Biography of Henry Heppner

HENRY HEPPNER. – This s the gentleman after whom the city, in which he resides, and of which he was one of the first proprietors, and the builder of the first brick building, has been worthily named. He was born in Germany in 1843. He came to New York in 1858 and in 1863 via Cape Horn to San Francisco. His first venture was in Shasta, California, in the mercantile business; but after two years he transferred his business to Corvallis, Oregon. Meeting with little encouragement there he opened a stock at The Dalles, doing well for six years. As the mines of Idaho were opening out, he projected a trade with that territory. It was no easy matter transporting goods in the troublous times of 1861-63. The great war raging at that time took the attention of the government; and the Indians of the plains and the Upper Columbia became saucy and troublesome. Heppner operated by the Cañon City route. His means of transportation was a train of pack mules. On one of his trips, nearly two years after his commencement of the business, his train of twenty-nine mules was attacked, the animals driven in one direction, and the five men in charge compelled to take shelter in another. Fortunately this mishap occurred on the return trip, when the train was empty. He was able to replace the animals, and continued his business without trouble from the Indians, “except,” as he says phlegmatically, “being fired on once or twice.” being shot at was so common an occurrence up east of the mountains as scarcely to be noticed.

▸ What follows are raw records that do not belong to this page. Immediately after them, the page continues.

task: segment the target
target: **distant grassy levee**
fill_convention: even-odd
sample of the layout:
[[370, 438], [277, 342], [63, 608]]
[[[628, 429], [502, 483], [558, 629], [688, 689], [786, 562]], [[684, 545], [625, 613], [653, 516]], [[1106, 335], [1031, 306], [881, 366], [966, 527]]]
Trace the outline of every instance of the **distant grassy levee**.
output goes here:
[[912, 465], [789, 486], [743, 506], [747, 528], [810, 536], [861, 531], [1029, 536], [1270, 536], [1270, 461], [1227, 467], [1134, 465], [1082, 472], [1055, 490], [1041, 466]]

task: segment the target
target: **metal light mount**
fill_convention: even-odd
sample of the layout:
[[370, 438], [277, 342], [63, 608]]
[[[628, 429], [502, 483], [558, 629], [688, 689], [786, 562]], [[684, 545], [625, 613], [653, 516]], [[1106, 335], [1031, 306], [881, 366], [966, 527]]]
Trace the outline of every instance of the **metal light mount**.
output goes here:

In 1874 he quit his arduous business, going to the Grande Ronde. Here he met Colonel Morrow, and together they went down into Umatilla, Oregon, opening up a business at the town since named Heppner. Theirs was the first store. After eighteen months’ partnership, Heppner sold out to Morrow, going into business soon with Maddox. In eighteen months he again sold out his interest, intending to retire; but, his neighbors prevailing upon him to remain, he continued on by himself. After three years he took in his partner, Henry Blackman, his brother-in-law, and is now himself engaged chiefly in the forwarding and commission business, which he was first to establish at Arlington.

As he is not married, and has no children upon whom to leave his name, it was a happy thought of his neighbors to place it upon their city. In the neighborhood, at a meeting held to christen the place, he voted against the motion to name it thus; but the rest carried it over his head, and Heppner it stands.



History of the Pacific Northwest Oregon and Washington. 2 v. Portland, Oregon: North Pacific History Company. 1889.